Categories
Awards

Fuzzy?!?! No way! Put your Oscar dollars on Portman, Owen, Jamie and Annette Bening!

Golden Globes Leave Oscar Race Fuzzy
LOS ANGELES – This year, the Golden Globes have left the road to the Oscars a fuzzy one. Potential Oscar front-runners Hilary Swank of the boxing saga “Million Dollar Baby” and Jamie Foxx of the Ray Charles film biography “Ray” came away with lead-acting prizes at Sunday’s Globes.
But the Globes were a split decision for perpetual Oscar also-ran Martin Scorsese, whose Howard Hughes epic “The Aviator” won for best drama, yet missed out on the directing honor, which went to Clint Eastwood for “Million Dollar Baby.”
Globe wins for underdogs Clive Owen and Natalie Portman, co-stars of the sex drama “Closer,” leave the supporting-actor Oscar categories wide open.
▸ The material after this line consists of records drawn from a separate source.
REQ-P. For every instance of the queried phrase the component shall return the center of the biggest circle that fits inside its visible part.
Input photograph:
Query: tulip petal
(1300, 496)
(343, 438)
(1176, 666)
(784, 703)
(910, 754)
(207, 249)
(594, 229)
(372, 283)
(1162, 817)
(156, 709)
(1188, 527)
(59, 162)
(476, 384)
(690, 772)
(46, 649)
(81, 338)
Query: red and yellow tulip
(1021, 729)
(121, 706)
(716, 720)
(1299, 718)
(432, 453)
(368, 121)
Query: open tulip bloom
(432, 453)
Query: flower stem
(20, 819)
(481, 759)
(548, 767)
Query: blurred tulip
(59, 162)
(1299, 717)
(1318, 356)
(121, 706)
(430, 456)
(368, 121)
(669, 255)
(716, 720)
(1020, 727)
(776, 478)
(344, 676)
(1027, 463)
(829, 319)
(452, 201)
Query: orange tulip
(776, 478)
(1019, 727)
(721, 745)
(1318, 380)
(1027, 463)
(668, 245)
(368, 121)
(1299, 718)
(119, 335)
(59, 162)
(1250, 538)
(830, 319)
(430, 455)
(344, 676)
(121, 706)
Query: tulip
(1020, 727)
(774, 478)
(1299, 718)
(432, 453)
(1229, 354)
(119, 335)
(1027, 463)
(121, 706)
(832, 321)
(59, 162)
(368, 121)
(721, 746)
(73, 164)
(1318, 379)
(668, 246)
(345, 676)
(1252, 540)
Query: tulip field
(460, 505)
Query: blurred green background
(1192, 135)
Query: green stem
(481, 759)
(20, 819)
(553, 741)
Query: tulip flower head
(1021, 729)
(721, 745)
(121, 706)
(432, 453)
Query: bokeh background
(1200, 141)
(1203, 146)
Morgan Freeman of “Million Dollar Baby” and Cate Blanchett of “The Aviator” had been viewed as more likely favorites.
Add in lead-acting Globes for two other Hollywood veterans, Leonardo DiCaprio as Hughes in “The Aviator” and Annette Bening in the theater farce “Being Julia,” and the Feb. 27 Oscars could be an anything-goes scenario across-the-board.
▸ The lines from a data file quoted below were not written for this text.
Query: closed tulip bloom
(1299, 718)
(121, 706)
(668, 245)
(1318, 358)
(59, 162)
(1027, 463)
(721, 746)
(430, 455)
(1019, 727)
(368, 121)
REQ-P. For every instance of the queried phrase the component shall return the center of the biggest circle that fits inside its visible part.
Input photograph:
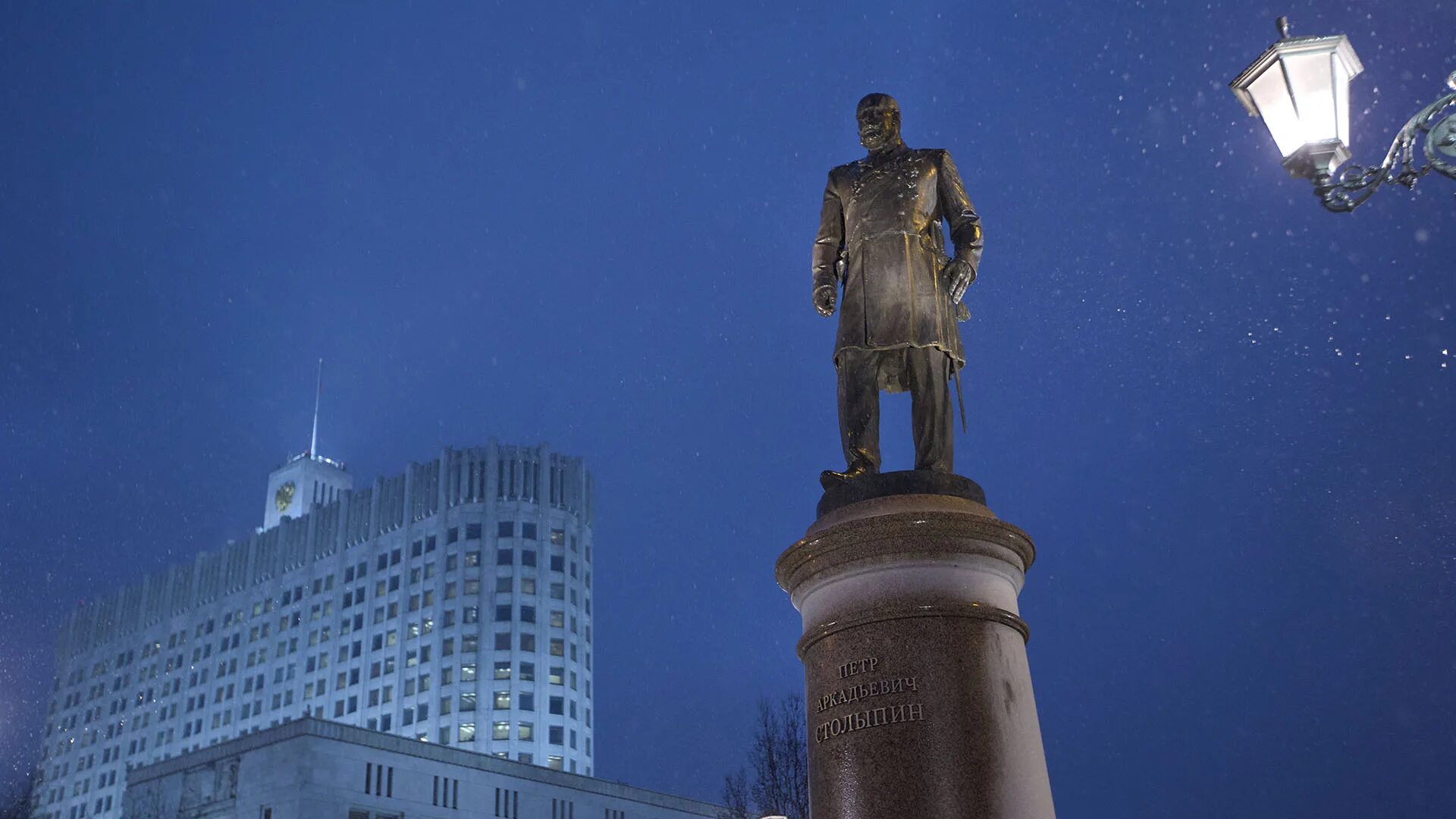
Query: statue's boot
(830, 479)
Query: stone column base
(915, 662)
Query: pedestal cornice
(897, 535)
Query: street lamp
(1301, 86)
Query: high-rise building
(450, 604)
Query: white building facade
(450, 604)
(322, 770)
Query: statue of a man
(880, 240)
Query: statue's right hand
(824, 299)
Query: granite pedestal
(915, 657)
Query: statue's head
(878, 115)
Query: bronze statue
(880, 240)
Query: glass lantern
(1301, 86)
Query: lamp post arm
(1351, 186)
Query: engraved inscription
(864, 691)
(868, 719)
(854, 692)
(858, 667)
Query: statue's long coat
(884, 218)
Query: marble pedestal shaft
(915, 662)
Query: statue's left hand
(962, 275)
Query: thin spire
(313, 444)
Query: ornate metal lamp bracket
(1351, 186)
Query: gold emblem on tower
(283, 499)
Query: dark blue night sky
(1225, 414)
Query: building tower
(449, 604)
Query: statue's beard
(878, 142)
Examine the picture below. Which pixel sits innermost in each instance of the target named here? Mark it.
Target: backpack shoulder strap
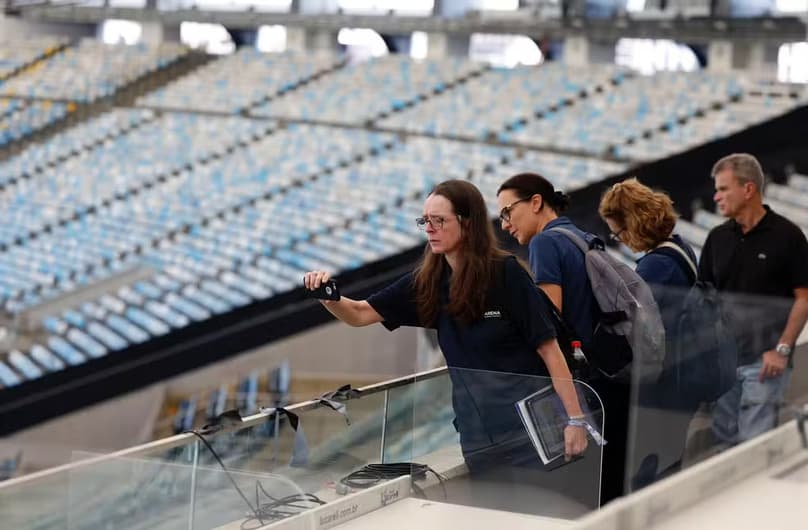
(681, 257)
(572, 236)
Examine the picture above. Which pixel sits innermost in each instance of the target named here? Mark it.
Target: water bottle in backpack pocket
(628, 343)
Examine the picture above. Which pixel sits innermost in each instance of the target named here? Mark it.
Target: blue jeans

The Oscars last year followed the Globes’ lead to the letter. All four acting recipients preceded their Oscar triumphs with Globe wins, while “The Lord of the Rings: The Return of the King” followed its dominant night at the Globes with a clean sweep of its 11 Oscar categories, including best picture and director.
Bening won the musical or comedy actress Globe for “Being Julia,” playing a gleefully vengeful 1930s stage diva. It was the first awards-worthy role Bening has had since “American Beauty” five years ago, when she was the front-runner, but lost the Golden Globe dramatic prize and the best-actress Oscar to underdog Swank for “Boys Don’t Cry.”
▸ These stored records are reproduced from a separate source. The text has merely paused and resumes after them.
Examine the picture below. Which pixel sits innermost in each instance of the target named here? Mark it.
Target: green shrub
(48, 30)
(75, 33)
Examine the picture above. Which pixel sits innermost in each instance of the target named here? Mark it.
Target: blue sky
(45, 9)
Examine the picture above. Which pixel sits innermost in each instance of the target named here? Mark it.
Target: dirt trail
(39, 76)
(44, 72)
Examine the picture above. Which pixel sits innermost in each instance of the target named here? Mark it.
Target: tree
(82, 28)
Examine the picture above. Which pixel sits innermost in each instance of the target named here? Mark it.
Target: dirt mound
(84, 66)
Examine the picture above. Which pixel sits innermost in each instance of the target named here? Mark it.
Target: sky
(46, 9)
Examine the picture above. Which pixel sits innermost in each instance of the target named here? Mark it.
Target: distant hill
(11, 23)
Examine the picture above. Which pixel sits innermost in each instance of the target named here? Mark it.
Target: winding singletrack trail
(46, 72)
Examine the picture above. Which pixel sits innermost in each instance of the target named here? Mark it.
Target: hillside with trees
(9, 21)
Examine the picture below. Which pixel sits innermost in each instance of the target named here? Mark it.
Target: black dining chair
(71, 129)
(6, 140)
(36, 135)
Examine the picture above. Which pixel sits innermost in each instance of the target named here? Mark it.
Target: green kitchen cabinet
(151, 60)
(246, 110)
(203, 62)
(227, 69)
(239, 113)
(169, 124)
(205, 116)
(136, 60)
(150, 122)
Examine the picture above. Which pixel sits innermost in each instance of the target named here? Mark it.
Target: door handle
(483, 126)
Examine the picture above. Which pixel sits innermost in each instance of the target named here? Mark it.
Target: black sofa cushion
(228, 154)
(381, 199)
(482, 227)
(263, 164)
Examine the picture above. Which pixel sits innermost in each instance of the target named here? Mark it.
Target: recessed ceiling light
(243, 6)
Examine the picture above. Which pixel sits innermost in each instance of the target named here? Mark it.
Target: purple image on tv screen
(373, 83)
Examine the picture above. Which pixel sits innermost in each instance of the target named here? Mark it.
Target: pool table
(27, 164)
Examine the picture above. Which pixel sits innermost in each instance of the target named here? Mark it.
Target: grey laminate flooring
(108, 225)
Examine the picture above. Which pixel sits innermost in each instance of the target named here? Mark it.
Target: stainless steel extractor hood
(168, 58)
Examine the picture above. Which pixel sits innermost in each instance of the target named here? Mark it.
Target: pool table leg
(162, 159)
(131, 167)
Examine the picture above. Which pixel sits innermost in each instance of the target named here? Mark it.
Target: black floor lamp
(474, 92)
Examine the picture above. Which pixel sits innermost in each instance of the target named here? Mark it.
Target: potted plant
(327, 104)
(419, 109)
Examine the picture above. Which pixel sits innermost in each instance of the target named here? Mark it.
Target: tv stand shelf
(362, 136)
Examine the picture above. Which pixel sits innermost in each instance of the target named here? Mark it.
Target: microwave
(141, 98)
Not wanting to jinx her Oscar chances, Bening sidestepped a question backstage at the Globes about what she would wear to the Oscars. “Trick question,” Bening quipped.
Swank, playing a fighter whose life turns tragic, won the dramatic-actress Globe for “Million Dollar Baby.” She downplayed the potential Oscar rematch with Bening.
“I don’t really see it as competition,” Swank said. “Annette’s amazing, and she was so gracious to me five years ago when we were both nominated. She gave me good advice and she was gracious, and she’s an inspiration.
“I think it’s just unfortunate that things are seen as winners and losers, because in the end, the performances all speak for themselves and make everyone, I think, a winner. I’m just honored to have my name mentioned with her.”
Like Swank and Bening, lead-actor winners Foxx and DiCaprio seem poised as chief Oscar contenders. DiCaprio, who won for dramatic actor, normally would have the inside track at the Oscars, which favors Globe drama winners.
But Foxx, the Globe winner for actor in a musical or comedy, probably will emerge as the Oscar favorite. His role as Charles goes head-to-head with DiCaprio’s turn as Hughes for heavy-duty drama, and his portrayal was an uncannily spot-on emulation of the singer, who died last year.
“It’s a beautiful thing for Ray and everything he leaves us,” said Foxx, who had a record three Globe nominations but lost the other two, supporting movie actor for “Collateral” and TV movie or miniseries actor for “Redemption.”
“The Aviator” was the top Globe winner with three trophies. With its grand scope, weighty drama and vibrant re-creation of early Hollywood, “The Aviator” now is positioned as a possible front-runner for the best-picture Oscar, an honor that has eluded Scorsese.
The filmmaker behind “Raging Bull,” “GoodFellas” and “Gangs of New York” also has never won the directing Oscar, potentially giving him the sympathy vote among members of the Academy of Motion Picture Arts and Sciences.
Yet best-picture and director honors often are divided at the Oscars. Scorsese could end up in such a split with Eastwood, a best-picture and directing Oscar winner for “Unforgiven.”
A major production from perennial Oscar contender Miramax, “The Aviator” was on the awards radar for a year or more before its debut last December. “Million Dollar Baby” crept up quietly, coming just a year after Eastwood’s acclaimed “Mystic River,” which won acting Oscars for Sean Penn and Tim Robbins.
Like “Mystic River,” “Million Dollar Baby” may have benefited from arriving without the fanfare that precedes many big Oscar hopefuls.
“This picture’s the same way,” Eastwood said. “Let people discover it for themselves and see if they like it, and if they do, then it builds its own life.”